Die immer wieder leichtfertig kolportierte Floskel vom „Plattenbaughetto“ hat der größten Neubaustadt der deutschen Nachkriegsgeschichte für 160.000 Menschen, genauer: dem Selbstbewußtsein ihrer Bewohner nachhaltig geschadet. Aber mit der ersten am neuen Ort aufgewachsenen Generation wächst selbst einem künstlichen Gebilde wie Marzahn eine eigene Geschichte zu, der Ort kommt sozusagen „mental von selbst auf die Beine“, und auch diesmal wieder wird der Stadthistoriker Lewis Mumford recht behalten: „Häuser machen eine Siedlung, Bürger machen eine Stadt.“ Die Feuerprobe für jedes am Reißbrett entworfene Wohnmilieu ist der Alltag der Bewohner, und auf eine spannende Weise ist er es, der das Bild jeder Neubaulandschaft früher oder später zu verändern beginnt. Damit Stadt (in Mumfords Sinn) überhaupt entstehen kann, muß Zeit vergehen.
Wenn vorurteilsfreie Neugier sich um diese „beschleunigten“ Verwandlungen kümmert, wird der Augenschein manch hartnäkkiges Vorurteil widerlegen: Die angeblich so sperrigen Typenkonstruktionen aus Beton sind flexibel und zur Umnutzung genauso geeignet wie jeder altbackene Ziegelbau der Gründerzeit. Schiere Überlebensnot muß die Kreativität von „Machern“ nur genügend anstacheln – dann ziehen Reisebüros, Sonnenstudios oder Blumenläden auch in vormalige Abstellräume oder in trickreich umgewidmete Wohnetagen. Natürlich geht es auch professioneller: Wie am Helene-Weigel-Platz das Erdgeschoß eines Wohnhochhauses ganz pragmatisch zu kleinen Ladenpassagen erweitert wurde, hätte eigentlich einen Architekturpreis verdient. Und schon knistern Überraschungen in eben noch langweiligen Normgehäusen, wird ein Gang durch das Viertel zur Entdeckungsreise: Wo früher Wäsche trocknete, werden heute Tee oder Versicherungen verkauft, im gastronomisch unverpachtbaren Großrestaurant stehen Fitneßgeräte, aus dem Kabuff der Haushandwerkerbrigade wurde erst ein Paßbildatelier, dann ein Copyshop. Und rund um jede Kaufhalle, erst recht auf jedem Bahnhofsvorplatz wuselt die Vorhut aller individuellen Marktinitiativen – die Kiosk-Karawane. Hier gibt es Brot, Wurst, Räucheraal, Jogginghosen. Und, als folkloristische Spezialität aus Erstbesiedlertagen, Quarkkeulchen nach thüringisch-sächsischer Art.

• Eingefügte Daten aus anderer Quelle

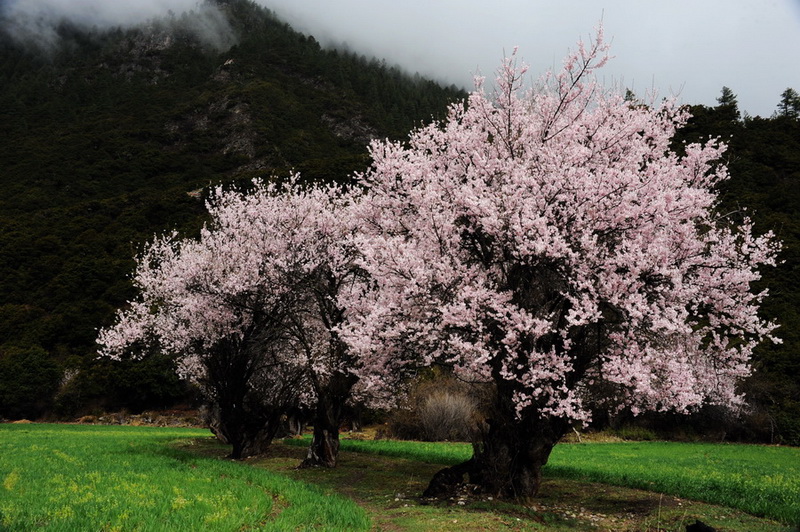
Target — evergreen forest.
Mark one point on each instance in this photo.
(110, 137)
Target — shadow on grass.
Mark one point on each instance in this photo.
(389, 488)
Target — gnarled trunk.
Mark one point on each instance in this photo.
(508, 460)
(331, 398)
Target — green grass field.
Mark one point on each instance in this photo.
(79, 478)
(760, 480)
(76, 478)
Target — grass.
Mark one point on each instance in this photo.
(388, 488)
(71, 477)
(760, 480)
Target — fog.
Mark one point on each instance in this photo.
(686, 48)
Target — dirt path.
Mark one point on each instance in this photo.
(389, 488)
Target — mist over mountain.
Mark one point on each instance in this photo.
(116, 118)
(41, 24)
(111, 134)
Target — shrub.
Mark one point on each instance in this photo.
(28, 380)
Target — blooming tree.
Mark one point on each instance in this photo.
(249, 309)
(552, 243)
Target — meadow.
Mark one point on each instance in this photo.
(89, 477)
(760, 480)
(114, 478)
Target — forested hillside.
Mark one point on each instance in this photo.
(110, 137)
(763, 159)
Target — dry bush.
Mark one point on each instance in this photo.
(439, 407)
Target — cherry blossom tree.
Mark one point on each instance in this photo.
(249, 309)
(549, 241)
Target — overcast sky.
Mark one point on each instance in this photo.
(688, 48)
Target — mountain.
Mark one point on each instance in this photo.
(107, 137)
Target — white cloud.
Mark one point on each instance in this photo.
(686, 46)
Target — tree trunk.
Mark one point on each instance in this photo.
(508, 460)
(331, 398)
(248, 431)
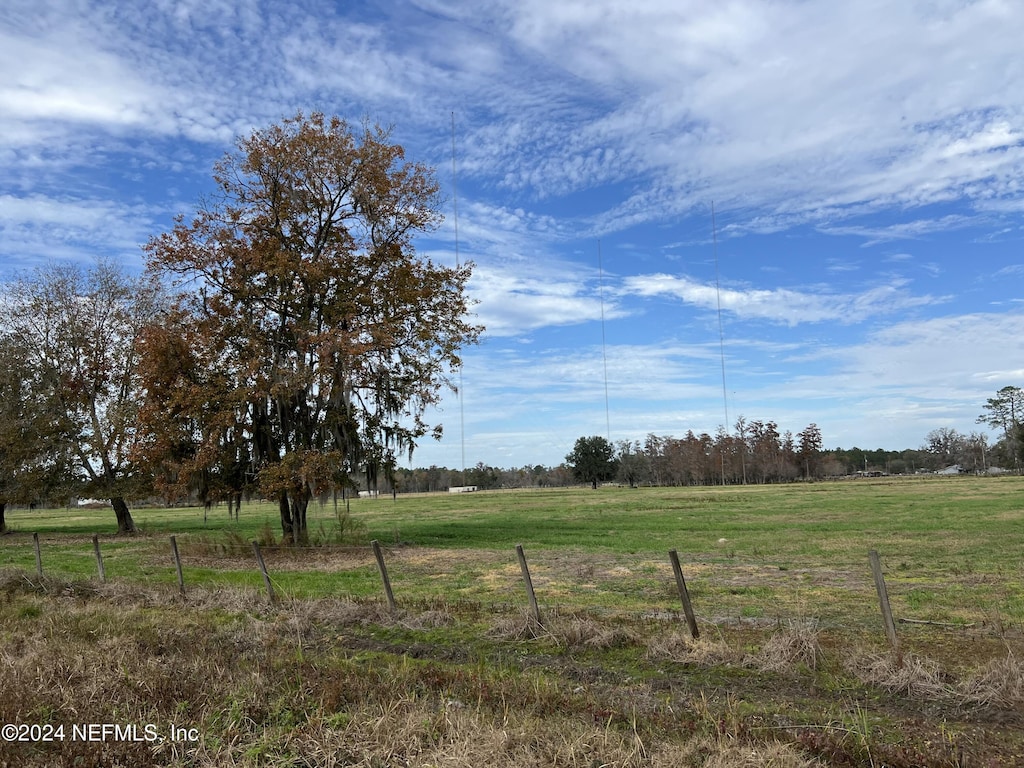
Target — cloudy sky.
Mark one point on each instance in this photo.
(864, 162)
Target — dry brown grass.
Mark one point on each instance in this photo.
(704, 651)
(909, 675)
(796, 643)
(998, 683)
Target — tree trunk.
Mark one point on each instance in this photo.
(300, 502)
(125, 523)
(287, 526)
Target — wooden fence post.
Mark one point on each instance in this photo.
(383, 569)
(177, 565)
(684, 595)
(262, 569)
(39, 556)
(535, 609)
(887, 613)
(99, 558)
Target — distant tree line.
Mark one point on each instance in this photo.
(755, 453)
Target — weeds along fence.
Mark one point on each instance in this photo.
(651, 591)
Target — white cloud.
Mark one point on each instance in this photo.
(779, 305)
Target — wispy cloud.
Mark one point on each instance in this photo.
(779, 305)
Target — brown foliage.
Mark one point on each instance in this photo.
(309, 338)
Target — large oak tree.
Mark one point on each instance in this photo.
(310, 336)
(77, 332)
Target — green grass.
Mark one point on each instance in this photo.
(459, 676)
(950, 548)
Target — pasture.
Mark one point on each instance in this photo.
(793, 665)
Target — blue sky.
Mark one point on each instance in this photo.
(865, 161)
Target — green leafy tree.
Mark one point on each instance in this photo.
(809, 451)
(592, 460)
(1005, 412)
(320, 336)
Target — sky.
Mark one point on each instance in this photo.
(681, 213)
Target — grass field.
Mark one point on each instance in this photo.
(793, 664)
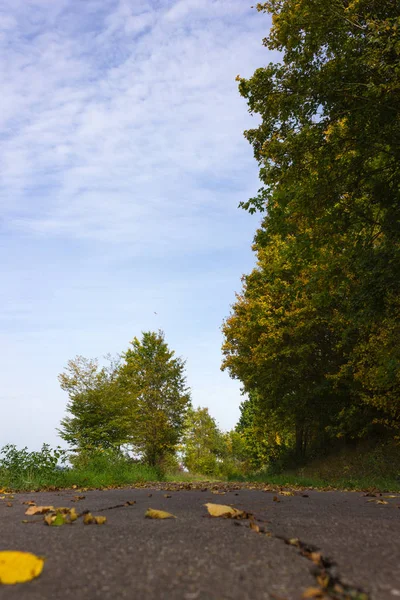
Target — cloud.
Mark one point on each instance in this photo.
(107, 133)
(122, 162)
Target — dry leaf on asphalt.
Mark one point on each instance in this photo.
(221, 510)
(313, 593)
(158, 514)
(254, 527)
(18, 567)
(55, 520)
(88, 519)
(39, 510)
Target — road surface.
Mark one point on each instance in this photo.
(344, 544)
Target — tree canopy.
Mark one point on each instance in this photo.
(314, 333)
(140, 400)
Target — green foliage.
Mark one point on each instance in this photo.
(314, 334)
(24, 470)
(100, 417)
(153, 380)
(29, 466)
(140, 401)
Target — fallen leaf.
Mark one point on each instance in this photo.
(313, 593)
(315, 557)
(158, 514)
(72, 515)
(88, 519)
(39, 510)
(18, 567)
(221, 510)
(254, 527)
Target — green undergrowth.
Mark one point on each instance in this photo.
(21, 470)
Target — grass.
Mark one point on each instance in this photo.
(22, 473)
(365, 466)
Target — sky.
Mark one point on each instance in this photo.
(122, 164)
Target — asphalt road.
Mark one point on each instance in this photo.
(346, 538)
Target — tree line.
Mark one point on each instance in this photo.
(314, 335)
(140, 405)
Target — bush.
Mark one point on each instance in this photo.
(22, 468)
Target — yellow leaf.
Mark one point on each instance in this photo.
(49, 519)
(158, 514)
(88, 519)
(18, 567)
(72, 515)
(39, 510)
(221, 510)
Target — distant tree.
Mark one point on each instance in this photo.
(99, 416)
(153, 382)
(203, 444)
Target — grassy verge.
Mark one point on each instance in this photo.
(366, 466)
(24, 471)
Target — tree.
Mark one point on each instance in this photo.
(154, 383)
(100, 417)
(203, 443)
(313, 333)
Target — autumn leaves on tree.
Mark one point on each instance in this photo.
(314, 334)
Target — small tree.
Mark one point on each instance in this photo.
(203, 443)
(99, 415)
(154, 383)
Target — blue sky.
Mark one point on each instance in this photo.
(122, 163)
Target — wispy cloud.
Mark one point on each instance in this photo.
(122, 162)
(130, 122)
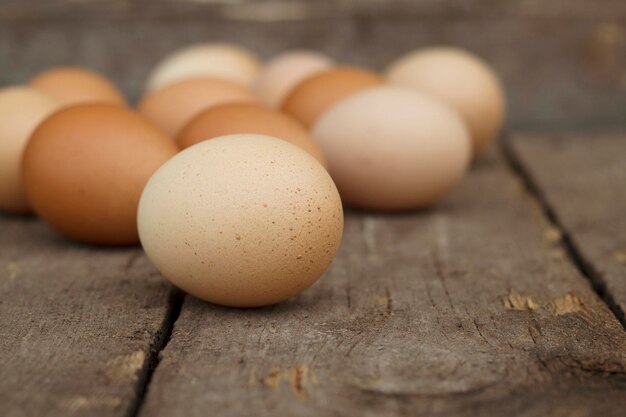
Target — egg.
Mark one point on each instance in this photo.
(84, 169)
(247, 118)
(21, 110)
(283, 72)
(172, 107)
(462, 80)
(393, 149)
(73, 85)
(215, 60)
(241, 220)
(309, 99)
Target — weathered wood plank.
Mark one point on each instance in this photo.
(76, 323)
(582, 179)
(557, 74)
(305, 9)
(469, 309)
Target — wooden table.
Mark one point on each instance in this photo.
(507, 298)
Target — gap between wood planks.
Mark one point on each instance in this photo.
(574, 254)
(159, 342)
(177, 297)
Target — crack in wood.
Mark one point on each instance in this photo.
(159, 342)
(573, 253)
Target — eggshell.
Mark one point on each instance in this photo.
(21, 110)
(241, 220)
(309, 99)
(215, 60)
(462, 80)
(247, 118)
(283, 72)
(172, 107)
(73, 85)
(393, 149)
(84, 169)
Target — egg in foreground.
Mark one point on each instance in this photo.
(463, 81)
(241, 220)
(216, 60)
(84, 169)
(74, 85)
(21, 111)
(233, 118)
(408, 151)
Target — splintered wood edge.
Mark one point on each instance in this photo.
(579, 179)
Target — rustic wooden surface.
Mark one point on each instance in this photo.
(472, 308)
(562, 61)
(503, 300)
(77, 324)
(469, 309)
(581, 179)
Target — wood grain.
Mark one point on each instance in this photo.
(76, 323)
(306, 9)
(581, 178)
(469, 309)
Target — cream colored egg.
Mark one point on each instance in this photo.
(393, 149)
(215, 60)
(462, 80)
(22, 109)
(283, 72)
(241, 220)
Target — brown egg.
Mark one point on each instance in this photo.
(309, 99)
(74, 85)
(21, 110)
(241, 220)
(85, 167)
(247, 118)
(173, 106)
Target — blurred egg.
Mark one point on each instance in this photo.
(462, 80)
(21, 110)
(215, 60)
(84, 169)
(73, 85)
(393, 149)
(283, 72)
(309, 99)
(247, 118)
(241, 220)
(172, 107)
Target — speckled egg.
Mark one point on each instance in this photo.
(241, 220)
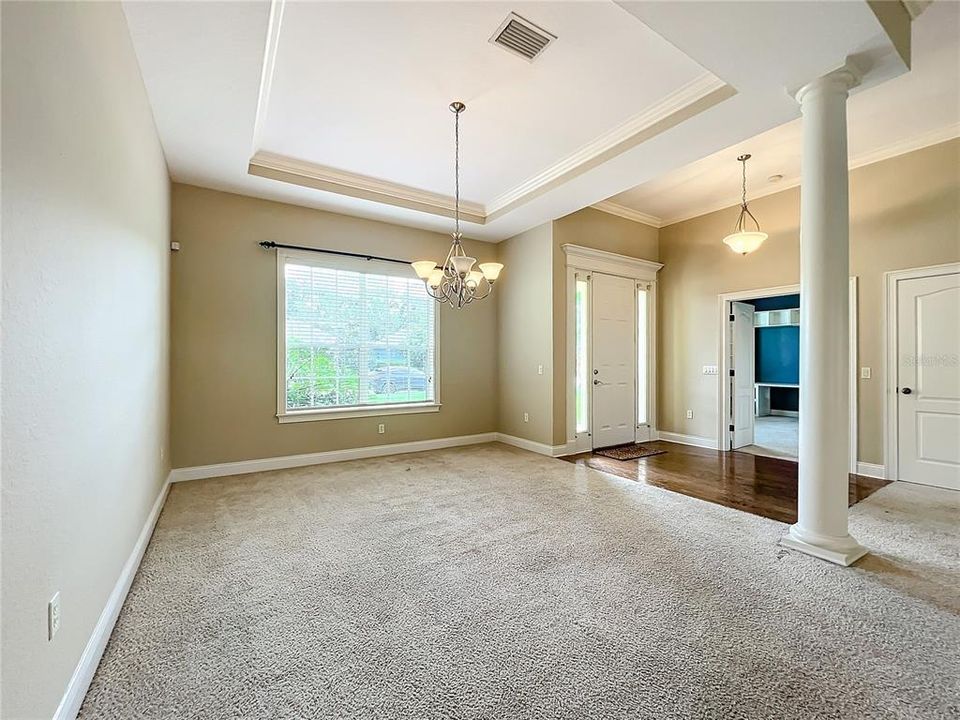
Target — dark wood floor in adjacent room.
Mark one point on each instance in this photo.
(759, 485)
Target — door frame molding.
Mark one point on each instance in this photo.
(586, 259)
(723, 394)
(891, 441)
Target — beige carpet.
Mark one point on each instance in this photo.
(489, 582)
(775, 436)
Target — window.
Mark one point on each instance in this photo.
(643, 352)
(356, 337)
(582, 372)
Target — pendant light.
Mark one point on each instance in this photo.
(455, 282)
(742, 240)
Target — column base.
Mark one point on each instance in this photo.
(839, 550)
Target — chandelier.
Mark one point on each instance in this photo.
(455, 281)
(741, 240)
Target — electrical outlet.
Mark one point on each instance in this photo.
(53, 616)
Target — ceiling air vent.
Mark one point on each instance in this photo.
(522, 37)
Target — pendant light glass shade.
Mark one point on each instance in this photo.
(745, 242)
(454, 281)
(742, 240)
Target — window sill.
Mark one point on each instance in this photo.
(365, 411)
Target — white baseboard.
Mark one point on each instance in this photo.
(243, 467)
(90, 659)
(694, 440)
(871, 470)
(533, 446)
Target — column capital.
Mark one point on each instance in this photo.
(839, 81)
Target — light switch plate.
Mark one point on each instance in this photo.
(53, 616)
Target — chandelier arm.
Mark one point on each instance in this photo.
(486, 294)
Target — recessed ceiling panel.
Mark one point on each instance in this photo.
(363, 87)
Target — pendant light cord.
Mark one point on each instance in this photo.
(743, 202)
(456, 166)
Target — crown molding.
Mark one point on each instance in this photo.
(602, 261)
(691, 99)
(902, 147)
(612, 208)
(887, 152)
(916, 7)
(321, 177)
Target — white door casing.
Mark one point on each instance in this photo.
(743, 373)
(614, 350)
(928, 380)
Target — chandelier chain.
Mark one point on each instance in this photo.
(744, 199)
(456, 171)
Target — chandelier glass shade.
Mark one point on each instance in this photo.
(455, 281)
(743, 240)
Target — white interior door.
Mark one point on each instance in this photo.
(614, 354)
(928, 380)
(742, 381)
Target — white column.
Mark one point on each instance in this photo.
(821, 528)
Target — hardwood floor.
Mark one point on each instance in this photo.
(759, 485)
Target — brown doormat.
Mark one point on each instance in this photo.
(628, 452)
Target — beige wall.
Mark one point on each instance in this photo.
(603, 231)
(524, 296)
(224, 325)
(904, 212)
(85, 331)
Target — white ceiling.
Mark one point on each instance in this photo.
(915, 110)
(364, 87)
(351, 98)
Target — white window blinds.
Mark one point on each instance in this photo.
(356, 334)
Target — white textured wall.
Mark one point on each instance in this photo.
(85, 331)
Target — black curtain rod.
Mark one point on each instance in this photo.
(269, 244)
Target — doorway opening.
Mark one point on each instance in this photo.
(765, 382)
(611, 349)
(727, 417)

Da steht sie vor uns, die Dienstleistungsgesellschaft in ihrer ursprünglichsten Form, rauh, zügellos, unverwöhnt – der mitteleuropäische domestizierte Basar, die Survival-Ökonomie der Modernisierungsverlierer. Für wie erfolgreich müssen im Vergleich dazu jene vietnamesischen und russischen Geschäftsleute gelten, die gleich eine ganze Ladenreihe der Havemann-Passagen gepachtet haben und hier „draußen“ ein Nebeneinander der Kulturen praktizieren, das zwar nicht spannungsfrei, aber doch metropolitan ist wie bisher allenfalls in und um Kreuzberg.
Vergleiche mit Kreuzberg drängen sich häufiger auf, wenn man die Wandlungen Marzahns zu analysieren versucht. Auch dort sollte ein eigensinniges Milieu nach vertrauten Leitbildern zurechtgestutzt werden, bis der Kiez sich schließlich zur Wehr setzte.
Und glücklicherweise fanden sich Planer und Politiker, die bereit waren, neue Wege zu gehen: pflegen statt ummodeln, zur Selbstheilung befähigen statt brachial operieren, die Zukunft des Bezirks nicht aus soziologischen oder urbanistischen Lehrmeinungen konstruieren, sondern auf die „Weisheit der Verhältnisse“ vertrauen. All dies wäre nach der Vereinigung auch gut auf Marzahn anzuwenden gewesen. Statt dessen jedoch wurden Kreuzberger Spielplatzstandards auf die (dafür völlig ungeeigneten) Marzahner Großhöfe übertragen und Unmengen teuren Geldes in kaum mehr als verhübschende Äußerlichkeiten gesteckt. Es geht aber um die Methode, wenn „Kreuzberger Behutsamkeit“ als Lehrbeispiel herhalten soll.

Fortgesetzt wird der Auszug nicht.